A Swedish man has been jailed for stealing seventeenth-century crown jewels from a cathedral in broad daylight.
Last July, two thieves took two gold crowns and an orb from a Strängnäs Cathedral last July and fled the scene by bicycle and motorboat.
Nicklas Backstrom, 22, later confessed after his DNA were found on the 65 million kronor ($6.9m; £5.3m) regalia.
Two other people have been arrested as part of an investigation by police.
The royal jewels are adorned with gold, precious stones and pearls, and come from the 1611 funeral regalia of Sweden’s Charles IX and Kristina the Elder.
On 31 July 2018, they were taken from a locked display in a daytime robbery that was the subject of much international attention.
A police spokesperson at the time described them as “invaluable items of national interest”.

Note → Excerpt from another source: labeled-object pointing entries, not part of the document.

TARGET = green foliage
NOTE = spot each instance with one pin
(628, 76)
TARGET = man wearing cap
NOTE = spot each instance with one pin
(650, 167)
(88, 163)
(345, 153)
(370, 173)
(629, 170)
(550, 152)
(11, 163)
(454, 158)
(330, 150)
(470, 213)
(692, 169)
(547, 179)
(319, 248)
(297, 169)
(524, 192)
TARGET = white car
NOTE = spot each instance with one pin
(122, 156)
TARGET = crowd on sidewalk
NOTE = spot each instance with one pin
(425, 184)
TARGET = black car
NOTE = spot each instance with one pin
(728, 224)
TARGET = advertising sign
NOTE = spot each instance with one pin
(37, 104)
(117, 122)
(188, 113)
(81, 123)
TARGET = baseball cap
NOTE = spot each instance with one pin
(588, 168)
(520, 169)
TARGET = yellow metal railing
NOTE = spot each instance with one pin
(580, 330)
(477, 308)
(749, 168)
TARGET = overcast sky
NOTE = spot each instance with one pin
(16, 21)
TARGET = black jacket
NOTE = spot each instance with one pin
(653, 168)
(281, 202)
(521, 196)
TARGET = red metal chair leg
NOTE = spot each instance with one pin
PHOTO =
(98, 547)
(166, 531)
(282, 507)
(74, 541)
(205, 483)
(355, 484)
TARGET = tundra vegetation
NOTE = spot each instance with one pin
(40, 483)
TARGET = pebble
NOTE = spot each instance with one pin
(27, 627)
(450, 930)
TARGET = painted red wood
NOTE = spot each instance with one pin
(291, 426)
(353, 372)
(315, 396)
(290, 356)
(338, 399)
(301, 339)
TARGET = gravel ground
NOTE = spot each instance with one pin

Backstrom was also found guilty of attempted robbery for three other royal objects left behind in the cathedral worth 26.5 million kronor.
He has denied the charges, but admitted to supplying the bike and boat used as getaway vehicles by the thieves.
The royal heist was the second to take place in the region around Lake Mälaren in recent years.
In 2013, a crown and sceptre used for the burial of King Johan III was stolen from Vasteras Cathedral. It was later recovered in two rubbish bags on a countryside road following an anonymous tip-off to police.